Using Results in Model Governance

Document the top drivers, the chosen ranges, and the expected probability swing. Pair the results with drift thresholds: if a high-impact input shifts by more than its historical band, trigger investigation. Combine sensitivity ranking with feature importance from training to separate causal-like operational levers from spurious correlations. When models affect approvals or pricing, include sensitivity outputs in change reviews and audits.

Operational Checklist

Update baselines monthly, refresh ranges after releases, and re-run sensitivity for segments.
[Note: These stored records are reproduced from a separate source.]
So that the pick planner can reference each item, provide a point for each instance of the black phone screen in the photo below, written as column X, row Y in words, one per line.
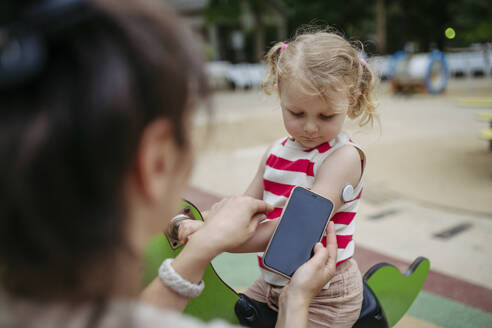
column 301, row 227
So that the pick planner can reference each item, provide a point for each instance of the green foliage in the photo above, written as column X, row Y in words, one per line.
column 421, row 22
column 225, row 12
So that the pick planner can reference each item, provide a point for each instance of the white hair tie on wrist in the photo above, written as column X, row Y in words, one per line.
column 173, row 280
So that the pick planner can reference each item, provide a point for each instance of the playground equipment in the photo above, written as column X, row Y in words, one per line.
column 418, row 72
column 388, row 294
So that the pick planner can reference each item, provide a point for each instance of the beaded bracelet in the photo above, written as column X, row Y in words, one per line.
column 173, row 280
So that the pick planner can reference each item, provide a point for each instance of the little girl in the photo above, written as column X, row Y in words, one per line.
column 320, row 80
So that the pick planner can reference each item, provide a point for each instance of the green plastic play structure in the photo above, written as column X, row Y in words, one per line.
column 388, row 294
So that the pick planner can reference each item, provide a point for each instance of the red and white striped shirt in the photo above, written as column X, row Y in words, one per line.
column 290, row 164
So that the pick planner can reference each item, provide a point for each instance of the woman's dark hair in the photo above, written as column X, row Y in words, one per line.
column 70, row 127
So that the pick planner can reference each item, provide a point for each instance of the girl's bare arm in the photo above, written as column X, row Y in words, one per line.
column 341, row 168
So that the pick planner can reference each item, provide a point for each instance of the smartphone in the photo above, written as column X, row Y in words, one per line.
column 301, row 226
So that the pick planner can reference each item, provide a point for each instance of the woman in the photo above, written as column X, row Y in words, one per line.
column 95, row 98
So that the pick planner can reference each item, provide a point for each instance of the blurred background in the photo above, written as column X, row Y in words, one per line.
column 429, row 170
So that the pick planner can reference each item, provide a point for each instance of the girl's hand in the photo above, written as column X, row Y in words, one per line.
column 232, row 221
column 310, row 278
column 188, row 228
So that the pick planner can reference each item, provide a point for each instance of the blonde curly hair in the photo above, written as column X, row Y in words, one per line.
column 320, row 61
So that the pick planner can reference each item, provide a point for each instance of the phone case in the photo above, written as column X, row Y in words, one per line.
column 281, row 217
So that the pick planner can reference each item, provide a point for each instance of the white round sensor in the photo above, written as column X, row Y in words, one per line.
column 347, row 193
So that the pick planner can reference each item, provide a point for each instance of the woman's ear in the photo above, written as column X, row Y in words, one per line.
column 156, row 158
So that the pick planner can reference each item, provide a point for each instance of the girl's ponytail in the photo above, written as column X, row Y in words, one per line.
column 365, row 105
column 272, row 57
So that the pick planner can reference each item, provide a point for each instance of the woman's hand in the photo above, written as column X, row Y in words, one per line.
column 188, row 228
column 307, row 282
column 315, row 273
column 232, row 221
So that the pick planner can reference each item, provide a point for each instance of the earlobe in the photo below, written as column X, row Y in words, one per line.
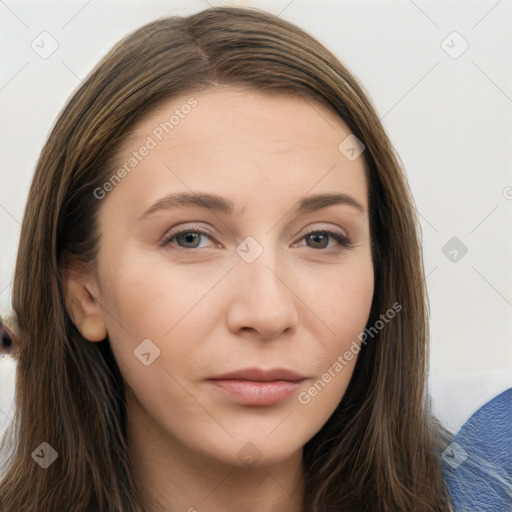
column 83, row 307
column 93, row 328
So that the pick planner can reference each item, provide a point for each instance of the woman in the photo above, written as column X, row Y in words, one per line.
column 223, row 306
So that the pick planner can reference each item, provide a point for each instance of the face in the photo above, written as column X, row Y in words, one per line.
column 231, row 316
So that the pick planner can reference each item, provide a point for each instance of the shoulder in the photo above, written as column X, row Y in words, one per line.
column 478, row 462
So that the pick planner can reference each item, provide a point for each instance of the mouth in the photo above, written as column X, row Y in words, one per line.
column 257, row 387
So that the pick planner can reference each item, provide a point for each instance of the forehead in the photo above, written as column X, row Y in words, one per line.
column 239, row 142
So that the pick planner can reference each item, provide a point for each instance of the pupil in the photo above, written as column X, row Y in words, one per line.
column 189, row 237
column 318, row 238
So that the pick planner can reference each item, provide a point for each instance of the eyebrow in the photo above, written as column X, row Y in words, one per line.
column 225, row 205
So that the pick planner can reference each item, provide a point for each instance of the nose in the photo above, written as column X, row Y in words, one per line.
column 262, row 300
Track the top three drivers in dashboards, add alerts for missingness and outliers, and validate that mitigations reduce the ranked deltas without hurting accuracy. Store CSV exports as evidence and compare runs to quantify stability over time.

FAQs

1) What does “local dY/dX” tell me?

It estimates how much the probability changes for a tiny change in one input at the baseline, with all other inputs held constant. It’s most useful for near-term perturbations and stability checks.

2) Why do I need both local sensitivity and range impact?

Local sensitivity captures small, immediate changes around today’s baseline. Range impact captures worst-to-best movement within your chosen bounds. Together they balance operational realism and stress testing.

3) How should I choose the number of steps?

Use 25–50 steps for smooth curves and stable extrema detection. Increase steps when your range is wide or your stakeholders want finer granularity. Very high steps add time without much extra insight.

4) What if my model is not logistic?

You can still use the range sweep concept by replacing the probability function with your model’s scoring rule. The local derivative formula will differ, but the ranking by range delta remains informative.

5) Can this replace feature importance from training?

No. Feature importance reflects how a model learned from data. Sensitivity reflects how predictions respond to controlled input changes. Use both to separate training signals from operational levers.

6) How do I use outputs for monitoring?

Track the top-ranked inputs, validate their distributions, and alert on shifts beyond historical bands. When drift occurs, rerun the tool with updated baselines to confirm whether the risk profile changed.